1311100 - [meta] Fix the measurement semantics for the Telemetry JS API

Reporter

Description

•

8 years ago

Right now we have a lot of code that uses try...catch wrappers around their calls to Services.telemetry because... well, it's not clear, actually. The current state has a few downsides: - it's verbose, and annoying to remember - we regularly include other code in the try catch, for which we'll (often silently) eat errors - we don't get any feedback (e.g. via telemetry...) about exceptions / issues with our calls to telemetry (e.g. broken params, expired histograms, whatever). It would be great if there was clarity about the exact circumstances under which telemetry calls fail (ie why we have all these try...catch wrappers). I've asked around, and not really found anybody who knew of something material. I thought it was possible for telemetry to be null if Firefox was built with the right options, but on looking at the code that seems not to be the case. It would be better if: - Telemetry guaranteed that all calls that fetch or operate on histograms are failsafe, irrespective of whether it failed to initialize, can't submit data, etc. This could potentially include passing back a no-op shim to getHistogramById calls that pass an unknown histogram ID - if passed anything broken, telemetry code is responsible for: -- not throwing JS exceptions -- reporting errors to the browser console -- potentially logging opt-in telemetry about broken callsites or something like that. This would allow removing all the consumer try...catch gunk and having a unified way of finding out what histograms (and/or their callsites) are broken, and in what circumstances telemetry is broken. As a general principle, it seems to me that no code that does any telemetry gathering genuinely appreciates being interrupted by a JS exception if reporting such telemetry fails. Does this make sense? Am I missing something? How hard would it be to implement this? Is there anything that prevents us removing these try...catch statements from consumers today?

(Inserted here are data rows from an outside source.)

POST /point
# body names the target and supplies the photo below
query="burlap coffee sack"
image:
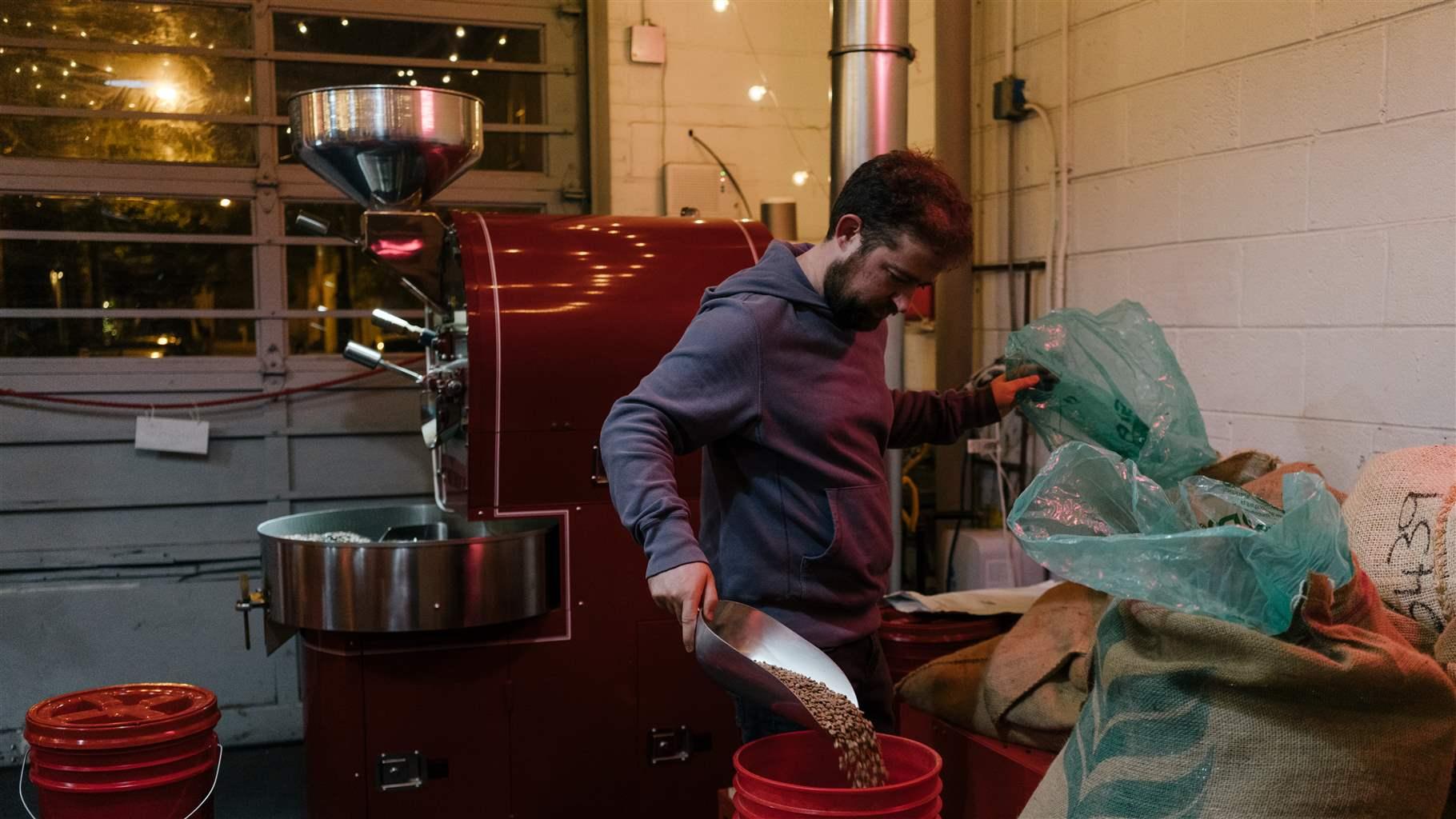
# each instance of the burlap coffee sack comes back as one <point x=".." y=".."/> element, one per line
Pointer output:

Flags: needinfo?(gfritzsche)

Flags: needinfo?(chutten)

Benjamin Smedberg

Comment 1

•

8 years ago

I have a feeling we shouldn't wrap try/catch around telemetry, but you should work with Georg on this. Some additional notes/thoughts: 1) it was (is?) possible to disable telemetry at build time, so any calls would fail. I don't know whether this is still true, but let's remove this build option if so. 2) Code records telemetry to an unknown histogram. I have a feeling this *should* throw an exception. It indicates a programming error that should break tests. 3) Code records telemetry to an expired/disabled histogram. I'm 99.44% sure this doesn't throw, and it shouldn't. 4) Code records an illegal value. I'm torn on this one. Could we make this not-throw, but if this happens in an automated test we cause the test to fail?

Chris H-C :chutten

Comment 2

•

8 years ago

Sadly I don't really know if the current exception-throwing situation is by design or by happenstance. Also, I don't know if I agree. Exceptions should be thrown in exceptional cases. Accumulating incorrectly, to an expired or unknown histogram... these seem exceptional to me, and exactly the fault of the calling code. Calling telemetry at the "wrong" time? Yeah, that shouldn't throw (if it does). Timing things incorrectly isn't the caller's fault.

Flags: needinfo?(chutten)

:Gijs (he/him)

Reporter

Comment 3

•

8 years ago

(In reply to Chris H-C :chutten from comment #2) > Also, I don't know if I agree. Exceptions should be thrown in exceptional > cases. Accumulating incorrectly, to an expired or unknown histogram... these > seem exceptional to me, and exactly the fault of the calling code. I would disagree on the expired histogram. Given histogram foo, expires in 53 - when do I remove the code accumulating to and/or the histogram itself? I can't do it before merge day because now it'll be removed from 52. I can't do it afterwards because the world will explode with exceptions immediately after the version increment. I therefore suspect that this case doesn't currently throw, and would support it staying that way. As for unknown histograms, that might make sense, because those are normally hardcoded constants anyway so we should always hit those in tests etc. Invalid values to a known histogram, less so, because often the value is computed somehow and so if there are edgecases in that computation they are more likely to not be caught by tests or manual code exercising. Breaking the code that is doing the computation when the value doesn't match what the histogram expects seems wrong and would likely break other running code. It would be more appropriate if we had an alternative route of feeding information about this back through telemetry (e.g. a keyed histogram where the keys are... other histogram IDs!) that increments when we get called with invalid values. That histogram should always be empty, and we should file bugs for cases where it isn't, but I'm less convinced that we should break the caller "in the wild" on release builds if this happens.

Benjamin Smedberg

Comment 4

•

8 years ago

Agree with Gijs, his rationale is a better explanation of what I was thinking! In particular, it is not exceptional to record to an expired histogram. We want teams to be able to leave expired histograms in the tree without penalty, if they decide they may want to resurrect them later.